Increased levels of soluble low‐affinity Feγ receptors (IgG‐binding factors) in the sera of tumour‐bearing mice

SUMMARY Soluble forms of low affinity Feγ receptors (FcyR), also called IgG‐binding factors (IgG‐BF), have been shown to play a regulatory role in immune responses. By using an immunodot assay with the anti‐mouse FcyR MoAb, 2.4G2, the levels of IgG‐BF have been measured in the sera of mice bearing syngeneic tumours of lymphoid or non‐lymphoid origin or in mice injected with high doses of murine IgG. These sera contained large amounts of IgG‐BF as compared with controls. In the case of mice bearing IgG2a‐ or IgG2b‐secreting hybridomas or lymphomas, serum IgG‐BF increased progressively with tumour size and serum monoclonal IgG concentration, reaching 4–12 times the normal levels.

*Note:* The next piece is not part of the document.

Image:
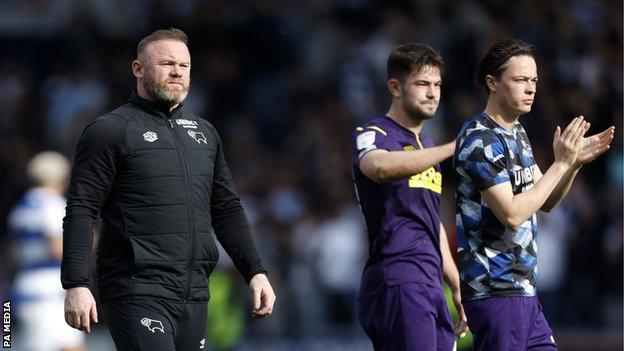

A less than three‐fold increase was found in mice bearing an IgG1‐secreting hybridoma or tumours which do not secrete IgG (IgA‐secreting hybridoma, non‐immunoglobulin‐secreting lymphoid tumours or melanoma) or in mice injected with 9 mg of monoclonal IgG2a. The enhancement of serum IgG‐BF levels was independent of the expression of FcγR by the tumour cells, suggesting that the majority of IgG‐BF secreted in response to tumours was produced by the host rather than by the tumour. The increased production of IgG‐BF may participate in the control of tumour growth and in the modulation of the host immune responses in tumour‐bearing animals.